In chi mantiene vivo il ricordo nasce, a volte, la necessità di mettere su carta un’esperienza così estrema. Scrivere è tracciare segni, nella prospettiva e nel desiderio che restino indelebili. È quasi un cercare di risarcire, con la memoria della propria scrittura, la memoria assente e perduta della persona cara. 
E’ quello che ha fatto Barbara Serra, autrice del libro “Anna, mia madre”, che attraverso le pagine del suo libro – testimonianza intensa e dolente – ha cercato di perpetuare la storia della sua famiglia raccontata con le parole di sua madre, prima che esse sparissero per sempre a causa della demenza senile. 
È quello che ha fatto Peppe Zambito con il racconto “I miei rispetti, signora Alzheimer” - riportato nel link -  attraverso il quale ha preso il coraggio a due mani e ha guardato in faccia la malattia che stava rendendo il mondo trasparente agli occhi di suo padre. 
L’alzheimer, come anche la demenza senile, è una malattia che colpisce prevalentemente persone in età avanzata; colpisce le nostre madri e i nostri padri, colpisce i nostri nonni. È come dire che colpisce la nostra storia, il filo che ci lega al mondo da cui veniamo, e a cui apparteniamo.

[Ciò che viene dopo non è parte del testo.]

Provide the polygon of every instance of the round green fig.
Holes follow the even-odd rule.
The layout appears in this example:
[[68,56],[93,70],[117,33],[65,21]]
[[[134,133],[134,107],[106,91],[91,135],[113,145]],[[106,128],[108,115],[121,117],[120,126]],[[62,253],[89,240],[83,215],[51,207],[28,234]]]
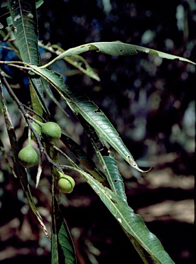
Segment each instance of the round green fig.
[[61,129],[60,126],[54,122],[47,122],[42,123],[36,121],[41,126],[41,134],[45,140],[49,142],[56,141],[61,136]]
[[32,167],[38,160],[36,151],[29,144],[20,151],[18,157],[19,162],[25,168]]
[[70,193],[75,186],[74,179],[69,175],[59,173],[60,177],[58,181],[58,186],[62,192]]

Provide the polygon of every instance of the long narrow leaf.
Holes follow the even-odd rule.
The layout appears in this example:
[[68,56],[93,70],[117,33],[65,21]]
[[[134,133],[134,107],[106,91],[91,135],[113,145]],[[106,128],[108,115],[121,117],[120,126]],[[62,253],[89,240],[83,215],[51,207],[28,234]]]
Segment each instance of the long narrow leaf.
[[[9,9],[14,25],[14,31],[19,52],[24,63],[40,65],[40,55],[38,51],[38,23],[34,0],[9,0]],[[42,105],[45,112],[49,115],[47,107],[45,104],[42,93],[42,82],[40,78],[29,76],[30,82],[34,85],[38,102]],[[32,96],[32,99],[34,97]],[[33,105],[36,104],[34,100]],[[36,111],[36,109],[34,109]],[[37,110],[37,109],[36,109]],[[38,112],[41,115],[41,111]]]
[[164,52],[158,52],[158,50],[151,50],[148,47],[137,46],[132,44],[123,43],[121,41],[112,42],[95,42],[81,45],[80,46],[73,47],[66,50],[64,52],[60,54],[58,57],[53,59],[51,63],[63,58],[66,56],[70,56],[75,54],[80,54],[90,50],[97,50],[99,52],[105,53],[112,56],[125,56],[137,54],[138,52],[145,52],[149,54],[157,55],[160,58],[167,58],[169,60],[178,59],[189,63],[195,65],[195,63],[188,60],[187,58],[179,57],[177,56],[168,54]]
[[103,157],[102,166],[112,191],[120,196],[125,202],[127,202],[123,178],[119,173],[113,153],[110,152],[108,157]]
[[104,174],[75,141],[64,134],[62,134],[60,140],[89,173],[99,182],[106,183]]
[[[56,54],[62,54],[64,52],[64,50],[62,47],[59,47],[57,45],[45,45],[40,41],[38,42],[38,44],[39,46],[44,47],[45,50],[49,50],[49,52],[55,53]],[[100,81],[100,78],[97,74],[89,65],[87,61],[81,56],[75,54],[69,57],[64,57],[63,59],[67,63],[71,64],[73,66],[79,69],[79,71],[82,72],[83,74],[87,75],[90,78],[93,78],[95,80]],[[50,65],[51,63],[51,62],[49,62],[49,63],[46,64],[44,67]]]
[[39,74],[56,88],[62,98],[74,109],[108,142],[132,166],[142,173],[132,154],[123,142],[117,131],[102,111],[84,95],[73,93],[66,88],[59,74],[41,69],[36,65],[31,66],[32,72]]
[[51,264],[75,264],[72,239],[54,195],[52,208]]
[[82,170],[78,172],[118,221],[145,263],[174,263],[158,238],[147,229],[141,217],[136,214],[126,202],[107,187],[103,187],[88,173]]

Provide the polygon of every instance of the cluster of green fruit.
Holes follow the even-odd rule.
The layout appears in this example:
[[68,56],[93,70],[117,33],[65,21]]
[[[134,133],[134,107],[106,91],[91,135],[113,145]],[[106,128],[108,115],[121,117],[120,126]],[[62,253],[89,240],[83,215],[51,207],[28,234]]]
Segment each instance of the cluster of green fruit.
[[[36,133],[41,136],[44,140],[49,142],[54,142],[61,136],[61,129],[60,126],[53,122],[42,123],[38,120],[36,123],[32,123],[32,126]],[[35,136],[32,132],[28,135],[28,144],[22,148],[19,153],[19,160],[21,165],[25,168],[30,168],[36,165],[38,162],[38,157],[36,151],[32,146],[31,139],[35,140]],[[69,175],[62,173],[58,173],[58,185],[61,192],[71,192],[74,186],[74,179]]]
[[[36,120],[36,123],[33,123],[32,126],[38,135],[49,142],[56,141],[61,136],[60,126],[53,122],[42,123]],[[35,140],[32,132],[28,136],[28,139],[27,146],[22,148],[19,153],[19,162],[25,168],[32,167],[38,162],[38,154],[31,144],[31,139]]]

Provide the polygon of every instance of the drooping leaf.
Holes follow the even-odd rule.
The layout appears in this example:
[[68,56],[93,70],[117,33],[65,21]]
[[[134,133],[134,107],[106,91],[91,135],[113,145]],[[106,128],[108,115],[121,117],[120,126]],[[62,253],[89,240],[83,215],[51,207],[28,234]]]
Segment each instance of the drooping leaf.
[[123,178],[119,171],[113,153],[110,152],[108,157],[103,157],[102,166],[112,191],[120,196],[125,202],[127,202]]
[[92,43],[81,45],[80,46],[77,46],[66,50],[64,52],[62,53],[56,58],[54,58],[52,61],[51,61],[51,63],[53,63],[55,61],[63,58],[64,57],[73,55],[78,55],[83,52],[86,52],[90,50],[97,50],[99,52],[104,53],[106,54],[109,54],[112,56],[135,55],[138,54],[138,52],[142,52],[150,55],[157,55],[162,58],[167,58],[169,60],[178,59],[182,61],[195,65],[195,63],[185,58],[179,57],[177,56],[169,54],[167,53],[162,52],[158,52],[158,50],[151,50],[148,47],[123,43],[121,41],[95,42]]
[[118,221],[145,263],[174,264],[158,238],[148,230],[141,217],[136,214],[125,201],[88,173],[82,170],[77,170]]
[[40,65],[35,1],[9,0],[8,4],[23,61]]
[[18,144],[18,141],[17,138],[16,136],[16,133],[14,131],[14,129],[12,124],[12,120],[10,118],[8,107],[6,106],[6,102],[3,96],[3,89],[1,89],[1,98],[2,98],[2,104],[3,104],[3,113],[4,113],[4,118],[5,118],[5,125],[7,128],[7,131],[8,133],[10,142],[10,145],[11,145],[11,148],[12,151],[13,153],[13,157],[14,160],[14,164],[16,166],[16,173],[17,174],[17,176],[19,177],[20,181],[21,182],[22,187],[23,188],[24,192],[25,193],[28,202],[29,204],[29,206],[34,212],[34,213],[36,214],[38,221],[40,223],[40,226],[45,233],[46,236],[49,237],[48,232],[47,230],[42,221],[42,217],[38,211],[35,203],[34,201],[33,197],[31,194],[31,191],[29,189],[29,185],[28,183],[28,179],[27,179],[27,172],[25,169],[25,168],[21,165],[19,158],[18,158],[18,154],[19,153],[19,147]]
[[58,100],[54,97],[53,92],[49,85],[48,82],[45,80],[45,79],[42,78],[42,81],[43,83],[43,86],[45,87],[45,91],[49,96],[49,97],[56,104],[56,105],[59,107],[59,109],[66,116],[69,116],[69,114],[64,111],[64,108],[62,107]]
[[[36,65],[31,66],[32,72],[40,75],[57,89],[66,103],[79,113],[132,166],[142,173],[144,170],[138,167],[132,154],[125,146],[117,131],[102,111],[84,95],[74,93],[66,88],[59,74],[41,69]],[[147,170],[148,171],[148,170]]]
[[73,241],[54,195],[52,209],[51,264],[75,264]]
[[[14,25],[17,47],[23,61],[25,63],[40,65],[38,23],[35,1],[9,0],[8,5]],[[42,107],[45,112],[49,115],[45,103],[40,79],[29,76],[29,82],[32,82],[35,90],[35,94],[32,95],[32,105],[35,106],[38,100],[38,103]],[[35,94],[38,100],[35,99],[35,102],[34,102]],[[35,111],[36,110],[38,109],[35,109]],[[42,111],[38,113],[40,116],[42,115]]]
[[103,184],[106,182],[106,175],[75,141],[64,134],[60,140],[92,176]]
[[[44,47],[45,50],[49,50],[51,52],[55,53],[56,54],[62,54],[64,50],[59,47],[57,45],[45,45],[41,42],[38,42],[39,45],[42,47]],[[87,61],[81,56],[79,55],[73,55],[69,57],[64,57],[63,59],[67,63],[71,64],[73,66],[75,67],[83,74],[93,78],[95,80],[100,81],[100,78],[97,74],[93,70],[93,69],[89,65]],[[49,63],[43,66],[46,67],[50,65],[51,63]]]
[[[77,115],[77,116],[79,121],[90,138],[95,153],[105,172],[110,188],[114,193],[119,195],[125,202],[127,202],[124,184],[122,177],[119,172],[114,153],[110,150],[108,151],[106,146],[102,144],[93,127],[82,118],[81,116]],[[109,156],[108,155],[108,152],[110,153]]]

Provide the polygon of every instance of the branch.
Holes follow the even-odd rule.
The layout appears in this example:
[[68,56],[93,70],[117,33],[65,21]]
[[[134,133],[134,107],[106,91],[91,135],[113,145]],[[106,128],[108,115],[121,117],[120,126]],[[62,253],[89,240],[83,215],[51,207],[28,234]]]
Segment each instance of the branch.
[[2,83],[6,87],[6,89],[7,89],[8,93],[10,94],[10,96],[12,97],[13,100],[16,102],[16,103],[17,104],[19,108],[21,109],[21,112],[22,112],[22,113],[23,113],[25,120],[27,121],[27,123],[28,124],[28,126],[29,126],[30,129],[32,130],[32,131],[34,134],[35,138],[36,138],[36,139],[37,140],[38,146],[39,147],[40,153],[42,153],[45,155],[45,156],[46,157],[47,161],[50,164],[51,164],[53,166],[55,166],[58,170],[62,172],[61,166],[59,164],[58,164],[56,162],[54,162],[51,160],[51,158],[49,156],[49,155],[47,153],[47,152],[45,151],[45,148],[44,148],[44,146],[43,146],[43,145],[42,145],[42,144],[41,142],[40,137],[37,134],[36,131],[34,129],[34,127],[32,125],[32,123],[31,123],[31,122],[29,120],[29,119],[32,118],[32,116],[29,116],[25,111],[24,105],[21,103],[21,102],[18,99],[18,98],[16,97],[16,96],[14,93],[13,90],[12,89],[12,88],[10,87],[9,83],[8,82],[5,77],[4,76],[3,72],[2,72],[2,71],[0,72],[0,78],[2,80]]

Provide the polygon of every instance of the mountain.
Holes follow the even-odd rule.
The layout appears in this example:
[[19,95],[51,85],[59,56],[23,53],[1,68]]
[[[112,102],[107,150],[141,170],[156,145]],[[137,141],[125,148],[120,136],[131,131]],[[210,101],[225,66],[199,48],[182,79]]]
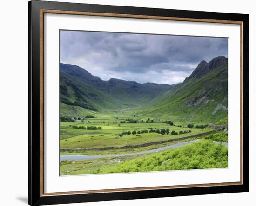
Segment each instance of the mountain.
[[143,113],[180,121],[216,122],[227,116],[228,58],[202,61],[184,82]]
[[137,113],[146,116],[216,122],[227,117],[228,58],[202,61],[183,82],[171,85],[104,81],[61,63],[60,101],[61,113],[67,115],[139,107]]
[[147,105],[172,87],[115,78],[104,81],[76,65],[61,63],[60,68],[61,103],[90,111]]

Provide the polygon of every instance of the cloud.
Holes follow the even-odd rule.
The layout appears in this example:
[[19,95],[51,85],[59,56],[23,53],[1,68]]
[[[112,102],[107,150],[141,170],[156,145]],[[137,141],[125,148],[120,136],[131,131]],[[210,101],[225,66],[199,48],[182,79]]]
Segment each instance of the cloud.
[[227,38],[63,30],[61,62],[104,80],[182,82],[202,60],[228,55]]

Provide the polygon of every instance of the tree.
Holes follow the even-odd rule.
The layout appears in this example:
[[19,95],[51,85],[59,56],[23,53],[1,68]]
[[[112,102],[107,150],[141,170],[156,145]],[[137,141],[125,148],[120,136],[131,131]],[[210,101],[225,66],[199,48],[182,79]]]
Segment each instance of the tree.
[[165,129],[161,129],[160,133],[162,134],[162,135],[164,135],[165,134],[165,132],[166,132]]
[[172,135],[178,135],[178,133],[177,132],[176,132],[174,130],[172,130],[172,132],[171,133],[171,134],[172,134]]
[[193,128],[194,127],[194,124],[188,124],[188,127],[189,128]]

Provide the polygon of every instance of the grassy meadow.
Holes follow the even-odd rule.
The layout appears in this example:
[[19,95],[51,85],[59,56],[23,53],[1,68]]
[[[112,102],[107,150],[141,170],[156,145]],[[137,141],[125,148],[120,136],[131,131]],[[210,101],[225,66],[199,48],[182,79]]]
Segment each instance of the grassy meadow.
[[[212,158],[204,158],[205,161],[203,162],[198,164],[198,161],[201,159],[203,159],[204,156],[205,157],[212,154],[208,149],[206,149],[207,148],[212,150],[211,153],[214,152],[214,150],[219,149],[222,152],[219,155],[225,154],[225,151],[227,149],[227,147],[222,145],[219,145],[213,141],[227,142],[227,134],[220,132],[200,137],[195,136],[185,139],[178,139],[181,138],[196,135],[207,132],[211,132],[215,129],[214,128],[208,126],[203,129],[196,128],[197,126],[197,127],[198,126],[200,127],[200,125],[205,125],[207,123],[177,121],[172,122],[171,124],[172,125],[171,125],[168,122],[166,122],[166,119],[155,118],[154,116],[147,116],[140,115],[136,111],[136,108],[135,109],[128,108],[120,110],[121,111],[118,111],[104,113],[94,112],[86,114],[86,115],[90,115],[90,117],[94,118],[84,118],[82,120],[77,120],[74,122],[61,122],[60,154],[61,155],[77,154],[109,155],[128,153],[130,154],[124,156],[99,157],[96,159],[87,160],[63,160],[60,163],[61,175],[193,168],[191,164],[186,164],[186,162],[194,162],[193,165],[195,167],[194,168],[218,168],[227,167],[227,161],[225,160],[226,159],[223,160],[224,161],[222,161],[221,162],[219,162],[216,160],[217,159],[214,160]],[[133,120],[132,122],[136,120],[138,122],[129,123],[126,121],[127,119],[132,119]],[[125,123],[124,121],[126,122]],[[148,122],[146,122],[147,121]],[[188,127],[189,124],[193,124],[194,127]],[[97,129],[86,129],[88,127],[90,128],[91,127],[93,127],[94,128],[96,128]],[[155,132],[150,132],[151,129],[155,130]],[[155,132],[157,129],[160,131],[160,133]],[[161,129],[162,129],[165,130],[164,134],[161,133]],[[168,129],[169,132],[168,134],[167,131]],[[147,133],[146,133],[146,130]],[[172,134],[172,132],[173,131],[175,131],[175,134]],[[129,131],[131,132],[130,135],[126,134]],[[135,133],[134,131],[136,132],[136,134],[133,134],[133,132]],[[142,133],[142,131],[144,131],[144,133]],[[124,133],[125,135],[120,135]],[[186,145],[177,148],[168,149],[161,152],[136,154],[137,153],[150,151],[166,146],[197,139],[200,139],[201,140],[198,142],[193,143],[191,145]],[[173,141],[164,142],[169,140],[173,140]],[[164,141],[164,142],[155,143],[160,141]],[[147,143],[149,143],[149,145],[147,145]],[[141,145],[141,147],[136,147]],[[127,146],[131,146],[131,147],[122,148]],[[135,147],[133,147],[134,146]],[[197,149],[198,148],[202,147],[202,146],[203,146],[204,150]],[[113,147],[115,148],[112,149],[110,148]],[[107,149],[104,149],[104,148]],[[101,149],[102,148],[103,149]],[[65,150],[65,149],[68,149],[68,151]],[[81,149],[89,149],[89,150]],[[100,149],[98,150],[98,149]],[[182,160],[185,161],[182,162],[183,163],[181,162],[180,164],[178,164],[178,159],[180,159],[181,158],[180,156],[183,155],[185,150],[187,149],[189,149],[191,152],[195,150],[197,150],[200,153],[200,155],[198,154],[198,153],[194,154],[193,152],[192,156],[187,154],[187,155],[190,157],[186,159],[186,161],[184,160]],[[199,152],[200,151],[201,152]],[[172,158],[171,161],[170,157],[174,156],[174,154],[176,153],[180,154],[179,156],[177,156],[175,159]],[[133,155],[132,153],[134,153],[135,154]],[[226,154],[225,155],[226,155]],[[152,160],[154,160],[154,161]],[[158,160],[158,163],[156,163],[155,160]],[[145,163],[147,165],[144,164],[141,165],[138,163],[141,161],[147,162]],[[166,163],[165,163],[166,161]],[[167,163],[167,161],[168,163]],[[164,164],[162,163],[163,162]],[[152,163],[149,162],[152,162]],[[128,167],[128,165],[130,166]],[[136,165],[137,165],[136,167]]]

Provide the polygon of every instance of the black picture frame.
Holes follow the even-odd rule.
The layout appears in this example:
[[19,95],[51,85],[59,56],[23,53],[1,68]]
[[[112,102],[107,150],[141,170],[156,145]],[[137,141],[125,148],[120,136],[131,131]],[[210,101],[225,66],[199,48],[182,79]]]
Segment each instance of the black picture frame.
[[[87,12],[124,15],[238,21],[243,23],[243,183],[209,186],[109,192],[91,193],[45,195],[42,193],[40,136],[41,75],[40,12],[42,9]],[[28,2],[29,25],[29,174],[28,203],[42,205],[84,202],[152,198],[249,191],[249,15],[166,9],[32,0]]]

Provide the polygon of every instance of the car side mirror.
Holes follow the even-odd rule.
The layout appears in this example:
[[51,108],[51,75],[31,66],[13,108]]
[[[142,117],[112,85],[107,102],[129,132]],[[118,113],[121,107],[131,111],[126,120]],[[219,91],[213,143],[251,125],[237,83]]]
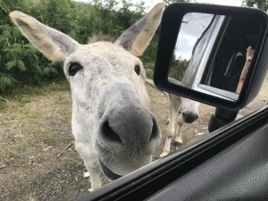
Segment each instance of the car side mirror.
[[162,18],[155,84],[218,108],[241,109],[266,75],[267,25],[267,13],[258,9],[170,4]]

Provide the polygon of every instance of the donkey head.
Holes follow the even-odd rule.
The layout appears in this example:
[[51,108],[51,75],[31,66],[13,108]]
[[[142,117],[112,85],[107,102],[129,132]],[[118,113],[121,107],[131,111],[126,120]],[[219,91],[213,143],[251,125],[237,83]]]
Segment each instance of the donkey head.
[[[147,105],[146,72],[137,57],[157,29],[158,4],[113,43],[80,45],[20,12],[10,13],[23,35],[51,61],[63,61],[72,97],[72,133],[91,178],[99,164],[111,180],[151,161],[161,132]],[[95,178],[95,179],[93,179]]]

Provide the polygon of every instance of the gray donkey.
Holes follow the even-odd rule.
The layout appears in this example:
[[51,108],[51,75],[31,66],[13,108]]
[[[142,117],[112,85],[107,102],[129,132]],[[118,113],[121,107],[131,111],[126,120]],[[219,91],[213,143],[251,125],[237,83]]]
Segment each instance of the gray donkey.
[[142,54],[157,29],[164,4],[123,32],[114,43],[80,45],[67,35],[15,11],[22,34],[51,61],[63,61],[72,98],[75,147],[89,173],[91,190],[101,172],[114,180],[149,163],[161,141],[148,110]]

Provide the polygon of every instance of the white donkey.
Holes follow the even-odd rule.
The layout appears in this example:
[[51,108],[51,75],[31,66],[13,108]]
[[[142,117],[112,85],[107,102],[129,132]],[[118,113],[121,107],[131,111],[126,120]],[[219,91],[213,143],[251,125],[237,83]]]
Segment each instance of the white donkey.
[[113,44],[80,45],[67,35],[21,12],[10,17],[23,35],[51,61],[64,61],[72,98],[76,149],[91,180],[101,187],[101,171],[109,180],[149,163],[161,131],[147,108],[142,54],[157,29],[164,4],[122,33]]
[[[169,81],[182,85],[181,82],[175,80],[174,79],[169,78]],[[147,79],[147,83],[156,88],[154,81]],[[161,91],[161,90],[160,90]],[[163,92],[169,100],[169,117],[168,117],[168,127],[167,127],[167,137],[165,139],[163,153],[160,157],[163,157],[170,153],[171,143],[172,138],[175,136],[175,144],[181,145],[181,130],[183,124],[192,123],[198,119],[198,106],[199,103],[191,99],[181,97],[171,93]]]

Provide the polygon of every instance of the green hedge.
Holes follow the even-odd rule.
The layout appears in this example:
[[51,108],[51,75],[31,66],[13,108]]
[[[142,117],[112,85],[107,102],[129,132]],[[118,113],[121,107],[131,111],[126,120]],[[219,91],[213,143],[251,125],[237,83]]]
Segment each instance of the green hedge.
[[[46,59],[11,22],[8,13],[14,10],[85,44],[92,34],[107,34],[116,38],[144,14],[145,4],[116,0],[94,0],[92,4],[71,0],[0,0],[0,91],[7,93],[17,85],[63,78],[62,63]],[[156,44],[157,36],[142,56],[146,63],[154,63]]]

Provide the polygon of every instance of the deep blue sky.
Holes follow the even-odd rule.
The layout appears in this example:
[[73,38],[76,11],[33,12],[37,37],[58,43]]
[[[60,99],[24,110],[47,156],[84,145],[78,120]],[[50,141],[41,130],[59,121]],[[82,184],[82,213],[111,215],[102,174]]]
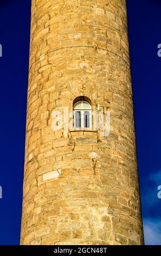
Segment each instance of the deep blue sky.
[[[145,240],[161,244],[161,2],[127,0],[127,8]],[[20,241],[30,15],[30,0],[1,0],[0,245]]]

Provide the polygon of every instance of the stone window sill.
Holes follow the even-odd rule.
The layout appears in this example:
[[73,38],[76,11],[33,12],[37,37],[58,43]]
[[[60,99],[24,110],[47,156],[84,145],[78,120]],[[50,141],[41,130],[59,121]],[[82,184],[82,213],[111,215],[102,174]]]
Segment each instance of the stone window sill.
[[96,130],[94,130],[91,128],[73,128],[69,130],[70,132],[97,132]]

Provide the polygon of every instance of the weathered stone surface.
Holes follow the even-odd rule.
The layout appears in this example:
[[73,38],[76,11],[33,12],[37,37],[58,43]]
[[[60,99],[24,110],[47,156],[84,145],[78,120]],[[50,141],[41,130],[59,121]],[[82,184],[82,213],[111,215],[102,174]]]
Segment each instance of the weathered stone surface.
[[[32,4],[21,243],[143,244],[126,1]],[[54,123],[79,96],[109,136]]]

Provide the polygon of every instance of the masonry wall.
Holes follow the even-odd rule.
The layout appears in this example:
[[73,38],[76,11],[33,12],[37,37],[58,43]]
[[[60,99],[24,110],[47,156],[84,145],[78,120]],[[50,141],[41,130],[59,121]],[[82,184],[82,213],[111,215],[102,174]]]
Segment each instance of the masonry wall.
[[[108,136],[52,130],[79,96]],[[21,244],[143,243],[125,1],[33,0]]]

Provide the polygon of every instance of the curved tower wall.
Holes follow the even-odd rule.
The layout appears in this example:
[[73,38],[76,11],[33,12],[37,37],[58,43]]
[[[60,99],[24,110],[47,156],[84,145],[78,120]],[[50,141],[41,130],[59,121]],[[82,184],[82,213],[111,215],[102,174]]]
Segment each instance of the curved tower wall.
[[21,244],[143,244],[125,0],[32,1],[27,106]]

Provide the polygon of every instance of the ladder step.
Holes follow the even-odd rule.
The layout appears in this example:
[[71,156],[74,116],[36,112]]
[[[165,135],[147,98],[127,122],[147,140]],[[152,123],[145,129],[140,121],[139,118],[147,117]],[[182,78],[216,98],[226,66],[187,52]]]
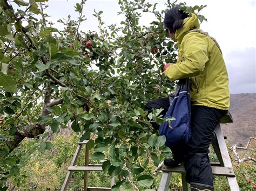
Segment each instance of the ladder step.
[[78,142],[78,145],[85,144],[89,142],[89,140],[85,140],[82,142]]
[[[185,172],[183,165],[180,165],[174,168],[169,168],[164,165],[161,169],[163,172]],[[214,175],[220,175],[234,177],[235,176],[233,168],[220,166],[212,166],[212,173]]]
[[69,171],[102,171],[102,167],[100,166],[70,166],[68,170]]
[[87,190],[88,191],[109,191],[111,190],[111,188],[88,187]]

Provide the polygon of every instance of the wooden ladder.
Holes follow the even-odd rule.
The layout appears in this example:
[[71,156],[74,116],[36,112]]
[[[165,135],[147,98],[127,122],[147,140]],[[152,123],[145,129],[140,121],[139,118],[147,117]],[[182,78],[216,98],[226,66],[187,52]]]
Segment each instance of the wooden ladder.
[[[220,121],[220,123],[233,123],[231,115],[229,112],[227,112]],[[215,129],[212,145],[219,161],[219,162],[211,162],[213,174],[216,175],[226,176],[231,191],[240,190],[225,142],[224,136],[219,124],[217,125]],[[183,191],[190,190],[188,183],[185,180],[186,171],[183,165],[181,165],[175,168],[170,168],[164,165],[161,171],[163,174],[158,188],[159,191],[168,190],[172,172],[181,173],[183,190]]]
[[[71,161],[71,165],[68,168],[68,173],[62,186],[61,190],[66,190],[68,188],[68,185],[69,183],[71,178],[72,173],[74,171],[84,171],[84,191],[109,191],[111,189],[110,188],[102,188],[102,187],[89,187],[88,184],[88,175],[89,171],[103,171],[102,165],[100,164],[91,165],[89,164],[89,150],[87,147],[86,143],[89,140],[84,140],[83,142],[79,142],[77,146],[76,152],[73,157],[73,159]],[[78,156],[81,151],[82,147],[83,145],[85,145],[85,160],[84,166],[77,166],[76,164],[78,158]],[[114,179],[112,178],[110,181],[111,187],[114,185]]]

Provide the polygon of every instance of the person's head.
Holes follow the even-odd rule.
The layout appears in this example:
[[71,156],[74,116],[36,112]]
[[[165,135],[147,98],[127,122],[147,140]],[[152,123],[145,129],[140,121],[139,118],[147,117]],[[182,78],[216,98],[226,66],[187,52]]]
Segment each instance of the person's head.
[[182,27],[183,20],[188,16],[179,7],[173,8],[165,13],[164,25],[170,38],[174,36],[176,30]]

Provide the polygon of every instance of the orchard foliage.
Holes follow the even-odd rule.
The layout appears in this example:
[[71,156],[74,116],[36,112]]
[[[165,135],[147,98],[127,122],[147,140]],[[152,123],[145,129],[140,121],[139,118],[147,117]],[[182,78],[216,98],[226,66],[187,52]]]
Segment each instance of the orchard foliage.
[[[77,20],[58,20],[60,31],[48,20],[48,0],[28,1],[0,0],[0,187],[6,188],[35,151],[50,149],[50,134],[69,121],[80,141],[90,139],[92,159],[119,175],[116,189],[153,187],[152,173],[144,171],[149,159],[157,166],[171,157],[147,118],[161,124],[160,110],[143,110],[174,86],[162,75],[177,56],[163,26],[164,11],[157,3],[119,0],[120,25],[106,26],[102,11],[95,11],[98,31],[80,31],[82,0]],[[192,12],[204,7],[180,5]],[[155,16],[149,26],[139,25],[143,12]],[[26,138],[38,141],[22,148]]]

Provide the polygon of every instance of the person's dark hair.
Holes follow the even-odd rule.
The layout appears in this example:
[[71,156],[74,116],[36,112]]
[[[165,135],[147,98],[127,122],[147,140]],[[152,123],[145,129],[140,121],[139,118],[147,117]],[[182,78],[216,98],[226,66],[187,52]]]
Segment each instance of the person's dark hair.
[[183,20],[188,17],[188,14],[180,10],[179,7],[170,9],[165,13],[164,25],[169,30],[175,33],[177,29],[181,27]]

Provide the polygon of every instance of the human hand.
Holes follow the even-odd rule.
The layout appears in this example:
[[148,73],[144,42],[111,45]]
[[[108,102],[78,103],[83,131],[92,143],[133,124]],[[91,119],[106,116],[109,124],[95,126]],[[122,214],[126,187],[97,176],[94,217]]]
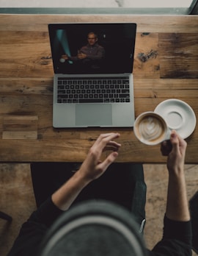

Difficile rassegnarsi a recidere quel filo, difficile lasciare andar via chi, direttamente o indirettamente ci ha generato. Difficile, ma inevitabile. 
L’unica strada, allora, accanto alla ricerca e al tentativo di cura, è quella di riannodare caparbiamente quel filo, donando le nostre parole e i nostri ricordi a chi non ne ha più; pronunciando, scrivendo, cantando quelle parole che, uniche, possono ridare un significato alla nostra esistenza.